Dorian, belki de ruhunun kurtuluşu için tek çare olan aşkın parlak ışıklarını da, büyüyen zifiri karanlığında boğar. Bir tiyatroda aktrist olan güzel ve saf Sibly Vane’nin sunduğu katıksız sevgiye duyarsızca sırt çevirir. Güzel Sibly, Yunan hemcinsi Echo gibi dramatik bir sonla yaşamının en taze mevsiminde solup gider. Bu durumdan az da olsa etkilenen Dorian, kendine bastırma psikolojisini kalkan yaparak, kasvetli ruh durumundan çabucak sıyrılır. Bu olay hiç yaşanmamış gibi hayatına kaldığı yerden devam eder. Sibly, onun yolda yanlışlıkla üzerine basıp boynunu kırdığı bir kır çiçeğidir. “Bu işte benim ne suçum olabilir ki” diye düşünür Dorian, “o yolun üstündeydi ve ben sadece oradan geçiyordum.”

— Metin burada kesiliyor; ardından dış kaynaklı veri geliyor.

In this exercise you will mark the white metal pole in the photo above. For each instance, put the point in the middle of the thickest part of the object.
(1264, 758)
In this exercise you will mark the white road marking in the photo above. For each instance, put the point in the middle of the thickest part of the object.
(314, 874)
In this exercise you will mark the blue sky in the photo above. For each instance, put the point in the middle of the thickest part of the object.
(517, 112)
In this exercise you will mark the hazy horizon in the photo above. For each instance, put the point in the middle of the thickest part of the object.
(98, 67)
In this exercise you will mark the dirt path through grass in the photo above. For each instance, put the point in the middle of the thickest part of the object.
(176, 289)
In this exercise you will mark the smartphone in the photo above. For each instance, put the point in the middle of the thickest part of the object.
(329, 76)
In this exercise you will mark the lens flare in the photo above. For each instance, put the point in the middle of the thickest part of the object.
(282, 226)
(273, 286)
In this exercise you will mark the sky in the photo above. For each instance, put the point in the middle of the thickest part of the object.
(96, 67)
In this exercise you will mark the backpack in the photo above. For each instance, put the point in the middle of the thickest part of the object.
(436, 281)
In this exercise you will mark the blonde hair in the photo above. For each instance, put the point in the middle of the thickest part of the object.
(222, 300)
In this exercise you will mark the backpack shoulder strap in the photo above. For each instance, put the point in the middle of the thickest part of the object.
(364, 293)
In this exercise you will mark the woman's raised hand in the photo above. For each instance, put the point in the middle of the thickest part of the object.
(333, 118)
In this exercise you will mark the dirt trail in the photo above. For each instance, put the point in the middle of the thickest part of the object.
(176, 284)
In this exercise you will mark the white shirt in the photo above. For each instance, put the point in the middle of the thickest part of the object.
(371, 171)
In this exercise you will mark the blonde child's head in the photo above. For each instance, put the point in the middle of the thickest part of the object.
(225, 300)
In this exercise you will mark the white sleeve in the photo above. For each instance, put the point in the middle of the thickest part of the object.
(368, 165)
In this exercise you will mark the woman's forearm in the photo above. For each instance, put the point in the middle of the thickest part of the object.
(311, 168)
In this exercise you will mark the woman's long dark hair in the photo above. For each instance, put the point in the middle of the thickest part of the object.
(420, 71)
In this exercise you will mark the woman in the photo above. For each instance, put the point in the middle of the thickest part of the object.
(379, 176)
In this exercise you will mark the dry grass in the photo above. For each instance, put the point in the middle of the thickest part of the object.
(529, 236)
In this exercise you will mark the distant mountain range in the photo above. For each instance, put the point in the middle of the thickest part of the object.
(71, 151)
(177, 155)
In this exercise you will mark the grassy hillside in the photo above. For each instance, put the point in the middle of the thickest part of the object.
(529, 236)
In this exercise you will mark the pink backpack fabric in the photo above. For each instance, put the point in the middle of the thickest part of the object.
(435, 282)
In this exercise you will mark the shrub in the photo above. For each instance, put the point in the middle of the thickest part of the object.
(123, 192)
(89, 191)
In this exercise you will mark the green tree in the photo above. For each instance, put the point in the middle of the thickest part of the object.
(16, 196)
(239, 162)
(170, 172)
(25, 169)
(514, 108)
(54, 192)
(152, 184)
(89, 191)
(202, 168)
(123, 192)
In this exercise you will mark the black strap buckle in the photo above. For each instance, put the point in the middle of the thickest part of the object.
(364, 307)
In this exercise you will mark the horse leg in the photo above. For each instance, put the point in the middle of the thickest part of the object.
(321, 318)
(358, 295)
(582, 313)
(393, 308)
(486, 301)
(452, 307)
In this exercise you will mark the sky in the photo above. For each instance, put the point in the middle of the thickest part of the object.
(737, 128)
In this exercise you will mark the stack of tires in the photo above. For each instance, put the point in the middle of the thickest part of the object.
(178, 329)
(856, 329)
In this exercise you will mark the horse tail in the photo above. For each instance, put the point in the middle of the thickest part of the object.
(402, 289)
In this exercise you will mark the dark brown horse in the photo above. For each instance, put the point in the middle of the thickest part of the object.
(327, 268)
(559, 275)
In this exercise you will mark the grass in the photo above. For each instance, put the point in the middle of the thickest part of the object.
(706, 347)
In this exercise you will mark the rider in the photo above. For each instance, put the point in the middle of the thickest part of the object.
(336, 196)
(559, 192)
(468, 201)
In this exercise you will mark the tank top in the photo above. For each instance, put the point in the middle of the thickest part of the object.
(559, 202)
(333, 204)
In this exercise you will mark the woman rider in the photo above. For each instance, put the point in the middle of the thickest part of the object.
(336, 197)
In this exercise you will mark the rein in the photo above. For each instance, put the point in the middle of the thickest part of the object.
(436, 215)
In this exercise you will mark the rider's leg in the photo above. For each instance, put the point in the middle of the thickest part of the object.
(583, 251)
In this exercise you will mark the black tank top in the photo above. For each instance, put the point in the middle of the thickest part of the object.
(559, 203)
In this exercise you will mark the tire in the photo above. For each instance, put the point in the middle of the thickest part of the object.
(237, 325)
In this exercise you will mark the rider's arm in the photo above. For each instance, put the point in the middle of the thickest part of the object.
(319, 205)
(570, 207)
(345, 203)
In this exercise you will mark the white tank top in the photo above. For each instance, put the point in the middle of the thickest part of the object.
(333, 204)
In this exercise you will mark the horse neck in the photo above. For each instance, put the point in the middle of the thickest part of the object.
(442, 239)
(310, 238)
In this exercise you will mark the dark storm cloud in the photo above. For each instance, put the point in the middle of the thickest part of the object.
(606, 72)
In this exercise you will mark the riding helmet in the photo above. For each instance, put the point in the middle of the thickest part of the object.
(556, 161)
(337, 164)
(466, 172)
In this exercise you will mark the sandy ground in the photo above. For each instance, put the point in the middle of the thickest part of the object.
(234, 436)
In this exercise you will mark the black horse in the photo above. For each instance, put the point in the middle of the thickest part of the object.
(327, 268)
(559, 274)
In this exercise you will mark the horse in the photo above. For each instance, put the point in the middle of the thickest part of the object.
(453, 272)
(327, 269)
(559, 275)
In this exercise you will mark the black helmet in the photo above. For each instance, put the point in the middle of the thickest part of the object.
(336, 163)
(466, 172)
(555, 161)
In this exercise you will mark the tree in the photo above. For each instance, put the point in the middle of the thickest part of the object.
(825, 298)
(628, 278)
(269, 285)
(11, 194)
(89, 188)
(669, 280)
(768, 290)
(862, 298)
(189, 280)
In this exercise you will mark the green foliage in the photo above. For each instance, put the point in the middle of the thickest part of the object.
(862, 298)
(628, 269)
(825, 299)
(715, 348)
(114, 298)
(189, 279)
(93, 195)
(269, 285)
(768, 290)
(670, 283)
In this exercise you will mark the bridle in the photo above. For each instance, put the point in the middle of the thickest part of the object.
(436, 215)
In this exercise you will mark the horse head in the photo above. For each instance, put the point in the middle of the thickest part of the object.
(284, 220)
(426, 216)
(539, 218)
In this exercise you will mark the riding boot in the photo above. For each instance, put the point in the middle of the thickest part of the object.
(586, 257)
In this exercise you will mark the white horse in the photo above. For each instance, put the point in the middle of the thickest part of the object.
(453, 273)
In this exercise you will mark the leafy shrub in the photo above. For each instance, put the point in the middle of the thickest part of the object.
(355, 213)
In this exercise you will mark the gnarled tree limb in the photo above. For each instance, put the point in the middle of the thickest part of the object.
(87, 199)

Zaman hızlı adımlarla yürürken, bir taraftan portre diğer taraftan portrenin aslının ruhu, mor, yeşil bir kokuşmuşlukla çürür. Dorian’ın dileği onun lanetine dönüşür. Artık portreyi tüm gözlerden saklamalıdır. Ona fırça darbeleriyle hayat veren Basil, eserini tekrar görmek için ısrarcı davranır. Bu ısrar, sanatçının ilham kaynağı olan güzellik tarafından kurban edilmesine neden olur. Filmin sonlarına doğru izleyici, ilahi adalet beklentisi içerisine girmekten kendini alıkoyamaz. Kötülük hep vardır ama onu diliyle, teşvikiyle, ısrarıyla körükleyenler de hep var olmuştur. İşte onlar en az kötülüğü yapanlar kadar suçlu ve sorumludur. Evet, bu film için kötülüğü körükleyen bu varlık, şüphesiz Lord Henry’dir. Film, her ne kadar izleyicinin kolayca tahmin edebileceği bir sonla kurgulanmış olsa da, bir o kadar da tatmin edici olduğunu söyleyebilirim.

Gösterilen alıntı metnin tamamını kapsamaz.